Om Namah Sivaya
Lord Siva is often accompanied by his bull, a wonderful shiny creature, whose statue you can see crouched on the ground in front of Siva, in most of the temples built in his honor in India. Nandi is the name by which the bull is usually known, and he is considered very wise and powerful. After all, he has to carry the Lord of the Universe around on his back!

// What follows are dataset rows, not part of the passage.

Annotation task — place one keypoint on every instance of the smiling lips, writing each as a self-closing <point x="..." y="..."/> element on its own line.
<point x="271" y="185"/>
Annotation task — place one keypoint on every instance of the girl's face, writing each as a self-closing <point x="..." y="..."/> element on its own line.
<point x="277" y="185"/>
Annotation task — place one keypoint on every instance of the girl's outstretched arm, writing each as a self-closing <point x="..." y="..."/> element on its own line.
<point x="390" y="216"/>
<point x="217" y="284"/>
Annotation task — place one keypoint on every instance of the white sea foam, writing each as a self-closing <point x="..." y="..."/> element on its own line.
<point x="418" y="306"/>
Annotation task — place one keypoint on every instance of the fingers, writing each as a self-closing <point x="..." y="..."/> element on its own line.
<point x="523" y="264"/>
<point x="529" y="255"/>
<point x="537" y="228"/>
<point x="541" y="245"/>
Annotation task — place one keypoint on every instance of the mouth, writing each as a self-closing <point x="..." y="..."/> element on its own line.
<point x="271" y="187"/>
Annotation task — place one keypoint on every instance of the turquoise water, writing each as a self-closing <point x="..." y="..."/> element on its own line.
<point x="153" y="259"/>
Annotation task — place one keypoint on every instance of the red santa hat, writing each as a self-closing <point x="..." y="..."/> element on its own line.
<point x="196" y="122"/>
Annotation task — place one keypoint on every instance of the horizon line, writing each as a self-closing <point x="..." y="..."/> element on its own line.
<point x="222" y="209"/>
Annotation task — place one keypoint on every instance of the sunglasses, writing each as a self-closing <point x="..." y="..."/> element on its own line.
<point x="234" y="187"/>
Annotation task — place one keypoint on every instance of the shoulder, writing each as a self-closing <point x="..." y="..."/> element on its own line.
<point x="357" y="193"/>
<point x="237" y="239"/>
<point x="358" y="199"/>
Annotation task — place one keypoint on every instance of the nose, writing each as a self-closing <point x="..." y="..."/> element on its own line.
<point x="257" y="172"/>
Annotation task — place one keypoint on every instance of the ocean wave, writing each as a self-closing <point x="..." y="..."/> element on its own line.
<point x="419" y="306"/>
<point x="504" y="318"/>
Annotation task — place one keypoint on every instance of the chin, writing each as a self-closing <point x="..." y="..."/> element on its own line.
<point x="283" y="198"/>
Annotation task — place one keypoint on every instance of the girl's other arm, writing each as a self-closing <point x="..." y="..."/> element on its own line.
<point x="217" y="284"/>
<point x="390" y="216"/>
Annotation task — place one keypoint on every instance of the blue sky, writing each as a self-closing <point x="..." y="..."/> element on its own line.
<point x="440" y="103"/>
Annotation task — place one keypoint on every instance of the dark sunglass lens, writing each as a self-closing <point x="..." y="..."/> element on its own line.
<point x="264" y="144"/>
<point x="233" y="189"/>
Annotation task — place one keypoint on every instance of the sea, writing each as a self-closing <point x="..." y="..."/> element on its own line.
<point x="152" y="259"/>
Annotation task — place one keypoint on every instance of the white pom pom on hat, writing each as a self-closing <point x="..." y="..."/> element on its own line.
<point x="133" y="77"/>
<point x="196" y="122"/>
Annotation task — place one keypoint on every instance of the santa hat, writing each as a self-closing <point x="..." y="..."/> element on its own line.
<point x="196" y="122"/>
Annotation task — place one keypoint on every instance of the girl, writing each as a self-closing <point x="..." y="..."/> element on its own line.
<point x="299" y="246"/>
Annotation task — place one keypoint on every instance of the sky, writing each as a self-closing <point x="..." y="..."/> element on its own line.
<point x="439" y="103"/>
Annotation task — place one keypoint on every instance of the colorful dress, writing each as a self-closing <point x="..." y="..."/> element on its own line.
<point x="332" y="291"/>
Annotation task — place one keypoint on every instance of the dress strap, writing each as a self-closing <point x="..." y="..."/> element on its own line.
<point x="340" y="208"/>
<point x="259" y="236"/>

You can imagine, too, what big white teeth Nandi has.
This story is about a worshipper of Siva named Pushpadanta. Pushpadanta was a great scholar and poet, and a disciple of the philosopher Sri Adi Sankara. He wanted to write a deep philosophical poem celebrating Siva, the object of his devotion. So he labored hard and spent years in perfecting this poem. But you know, even when people do great things, they often get big egos as a result: they are overly proud of their work. So it was with Pushpadanta. When the poem was finished he presented it to the Lord in the temple, with great flourish.
Siva just glanced at it. "Go, look into the mouth of Nandi," he said. "Ask him to open his mouth wide." The poet was taken aback! Why do that? But he went up to the bull and asked him to open his mouth. There, to his great surprise, he found every verse of his poem, on the teeth of Nandi, engraved in tiny letters. "You are not the author of anything," Siva explained. "All this was written long ago; you are merely the instrument of its coming out."